Molly and Amy’s arc was that they had to loosen up, but for different reasons. Molly was like Reese Witherspoon’s character in the 1999 Election, a Type A personality who puts everything aside to achieve her goals. And she has a superiority complex over her peers. Amy is a shyer and more naive – she’s a lesbian but doesn’t know the mechanics of same-sex intercourse. They grow on their night of drinking, drug-taking, and lawbreaking.

The film has a positive message – people should have a proper work/life balance. People need to do well at school but they also need to live, have fun or else it’s pointless. The film always has a message that everyone is a little bit screwed up and the girls would have known this if gotten to know them. Booksmart wanted to look past the stereotypes, whether it’s someone being a boy trying too hard to be liked to a girl who has a slutty reputation.

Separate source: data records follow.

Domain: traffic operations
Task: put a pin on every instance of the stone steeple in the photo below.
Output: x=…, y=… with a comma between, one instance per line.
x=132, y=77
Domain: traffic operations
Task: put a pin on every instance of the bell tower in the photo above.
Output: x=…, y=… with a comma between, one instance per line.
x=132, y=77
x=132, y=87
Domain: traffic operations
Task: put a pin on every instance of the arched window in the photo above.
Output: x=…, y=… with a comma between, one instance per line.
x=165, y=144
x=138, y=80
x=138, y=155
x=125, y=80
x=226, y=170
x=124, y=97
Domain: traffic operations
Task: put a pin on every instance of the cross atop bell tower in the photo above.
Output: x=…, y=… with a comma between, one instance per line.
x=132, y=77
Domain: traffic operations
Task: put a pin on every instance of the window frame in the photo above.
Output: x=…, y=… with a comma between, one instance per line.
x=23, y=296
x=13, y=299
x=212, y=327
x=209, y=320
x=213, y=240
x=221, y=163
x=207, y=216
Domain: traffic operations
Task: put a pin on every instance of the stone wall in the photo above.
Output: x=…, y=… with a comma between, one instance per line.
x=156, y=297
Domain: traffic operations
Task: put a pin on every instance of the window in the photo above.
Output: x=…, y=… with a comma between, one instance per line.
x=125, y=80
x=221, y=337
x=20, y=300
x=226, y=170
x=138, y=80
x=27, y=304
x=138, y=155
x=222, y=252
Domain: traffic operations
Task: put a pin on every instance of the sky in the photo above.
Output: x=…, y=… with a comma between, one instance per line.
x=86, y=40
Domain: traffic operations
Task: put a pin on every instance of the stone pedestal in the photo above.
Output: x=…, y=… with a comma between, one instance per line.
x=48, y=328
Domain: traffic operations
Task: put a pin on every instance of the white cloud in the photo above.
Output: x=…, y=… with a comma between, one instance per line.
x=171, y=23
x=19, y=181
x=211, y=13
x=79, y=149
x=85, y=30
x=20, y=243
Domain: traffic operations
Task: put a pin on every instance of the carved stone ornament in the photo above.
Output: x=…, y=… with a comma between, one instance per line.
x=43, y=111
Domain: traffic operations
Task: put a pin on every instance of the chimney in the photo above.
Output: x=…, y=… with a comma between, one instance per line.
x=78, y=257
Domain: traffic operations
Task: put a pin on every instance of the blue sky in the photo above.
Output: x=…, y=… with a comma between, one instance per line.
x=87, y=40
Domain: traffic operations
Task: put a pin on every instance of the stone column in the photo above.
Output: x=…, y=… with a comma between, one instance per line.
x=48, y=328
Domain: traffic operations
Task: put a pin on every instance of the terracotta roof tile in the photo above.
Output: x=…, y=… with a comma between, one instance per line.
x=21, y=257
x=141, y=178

Actress Olivia Wilde makes her directional debut with this and she shows talent behind the camera. Booksmart was a great film for Wilde to cut her teeth into, similar to what Greta Gerwig achieved with Lady Bird. Booksmart does have some funny sequences: my favourites were the drugs hallucination and when the girls try to intimidate a pizza delivery driver. The hallucination was wonderfully surreal and both sequences had fantastic dialogue. Wilde and the writers also ensured that there was some dramatic weight at the end of the second act.

Booksmart manages to be a funny film with a strong message. It was made with good intentions and is a high-quality comedy.

  • Directing
  • Writing
  • Acting
  • Comedy
4

Summary

Hopefully the start of some great acting careers and Olivia Wilde’s directional career.